Но доколе это мертвец, дело гораздо сложнее. Всë, что с ним связано: документирование последней воли, услуги переводчика, нотариуса, экзотического священника, заказ гроба, вскрытие, хранение, перевозка с борта судна в морг и обратно — в каждом случае требует личного присутствия или хотя бы письменного разрешения консула страны покойника.

А жизнь под этим небом устроена так, что когда ты звонишь в консульство страны покойника и интересуешься: «Вы консул страны покойника?» — у любого консула тут же находится куча совершенно неотложных дел, из-за которых он ну никак не может прямо сейчас оказать вам необходимую помощь. Нет-нет, позвоните завтра после обеда, а лучше вообще в понедельник, а то у нас три дня подряд национальные бирманские выходные. Да-да, мы уже запросили родителей усопшего, но они живут в далекой деревне, там плохая связь, сами ждем. До свидания.

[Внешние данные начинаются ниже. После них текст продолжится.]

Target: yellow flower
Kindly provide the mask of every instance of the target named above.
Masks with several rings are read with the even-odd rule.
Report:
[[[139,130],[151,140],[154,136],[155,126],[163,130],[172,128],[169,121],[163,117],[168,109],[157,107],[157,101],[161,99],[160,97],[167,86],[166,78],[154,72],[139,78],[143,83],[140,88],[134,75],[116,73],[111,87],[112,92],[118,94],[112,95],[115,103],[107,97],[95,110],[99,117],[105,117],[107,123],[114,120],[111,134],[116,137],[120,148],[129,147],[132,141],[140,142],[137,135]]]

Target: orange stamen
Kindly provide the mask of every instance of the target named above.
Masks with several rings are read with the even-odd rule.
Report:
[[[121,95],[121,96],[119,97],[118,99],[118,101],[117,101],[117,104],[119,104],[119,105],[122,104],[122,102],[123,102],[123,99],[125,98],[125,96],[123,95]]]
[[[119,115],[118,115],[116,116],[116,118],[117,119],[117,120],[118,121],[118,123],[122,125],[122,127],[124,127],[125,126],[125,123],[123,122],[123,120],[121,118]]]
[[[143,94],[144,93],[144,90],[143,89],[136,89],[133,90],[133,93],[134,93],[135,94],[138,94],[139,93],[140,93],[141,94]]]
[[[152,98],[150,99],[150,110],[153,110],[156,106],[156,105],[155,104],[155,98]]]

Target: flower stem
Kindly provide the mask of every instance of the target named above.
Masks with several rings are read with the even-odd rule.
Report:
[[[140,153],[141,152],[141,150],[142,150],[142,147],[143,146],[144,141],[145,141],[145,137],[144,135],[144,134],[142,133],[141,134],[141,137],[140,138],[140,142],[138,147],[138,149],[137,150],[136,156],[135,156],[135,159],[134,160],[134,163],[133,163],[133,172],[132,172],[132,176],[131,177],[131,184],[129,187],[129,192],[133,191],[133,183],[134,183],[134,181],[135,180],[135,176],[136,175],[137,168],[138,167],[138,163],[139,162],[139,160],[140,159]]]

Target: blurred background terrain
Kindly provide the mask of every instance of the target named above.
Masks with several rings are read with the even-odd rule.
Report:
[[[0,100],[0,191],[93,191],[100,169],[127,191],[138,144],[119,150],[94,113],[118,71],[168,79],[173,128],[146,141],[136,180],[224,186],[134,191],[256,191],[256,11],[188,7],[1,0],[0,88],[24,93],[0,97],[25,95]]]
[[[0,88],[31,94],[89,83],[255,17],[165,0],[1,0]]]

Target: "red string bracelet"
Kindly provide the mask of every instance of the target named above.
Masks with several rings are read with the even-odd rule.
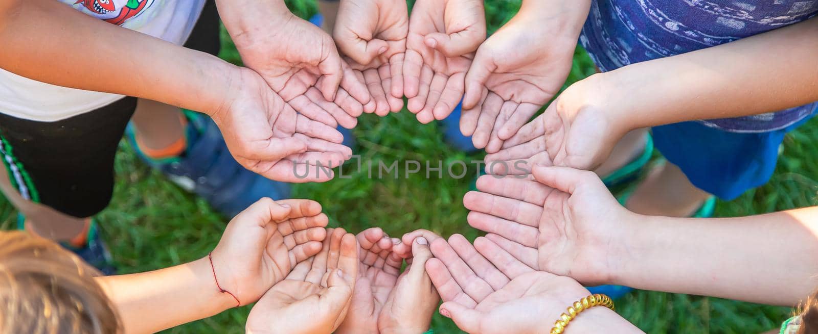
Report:
[[[222,292],[222,293],[226,292],[228,295],[230,295],[230,296],[233,297],[233,299],[236,300],[236,307],[241,306],[241,302],[239,301],[239,299],[236,297],[236,295],[231,293],[229,291],[222,289],[222,286],[218,285],[218,278],[216,278],[216,269],[213,268],[213,256],[211,256],[211,254],[213,254],[213,252],[211,252],[209,253],[207,253],[207,258],[208,258],[208,260],[210,261],[210,269],[213,270],[213,279],[214,281],[216,281],[216,287],[218,287],[218,292]]]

А на дворе тридцать градусов в тени. А из морга нашего боцмана уже забрали. И хотя сухой лед в одноразово-полукартонном гробу еще до конца не растаял, из овощного холодильника порта уже потягивает странным душком. Невзирая на весь полиэтилен, которым наши грузчики его в десять слоев пеленали.

И вот он спит себе, безвестный бирманский боцман, вечным сном среди контейнеров с соей и папоротником — и, ни пальцем не шевеля, «наматывает счета». За хранение на «спецскладе», за ежедневные радиограммы Япония — Бирма — Великобритания. Но главное — за простой мьянмарского лесовоза в японском порту в ожидании директивы: то ли домой уходить, то ли дожидаться останков бедного соотечественника (не мог недельку спустя помереть, черт бы тебя побрал) в любом надлежащем виде.

* * *

Через четверо суток, когда пот уже окончательно заливает глаза, вонь на складе становится невыносимой, а сумма всех неустоек граничит с месячным доходом нашего агентства, — шеф с победным видом кладет на мой стол очередную радиограмму.

— Мьянма сказала «кремировать»! — радостно объявляет он, потирая пухленькие ладошки. — Собирайся. Поедем жечь.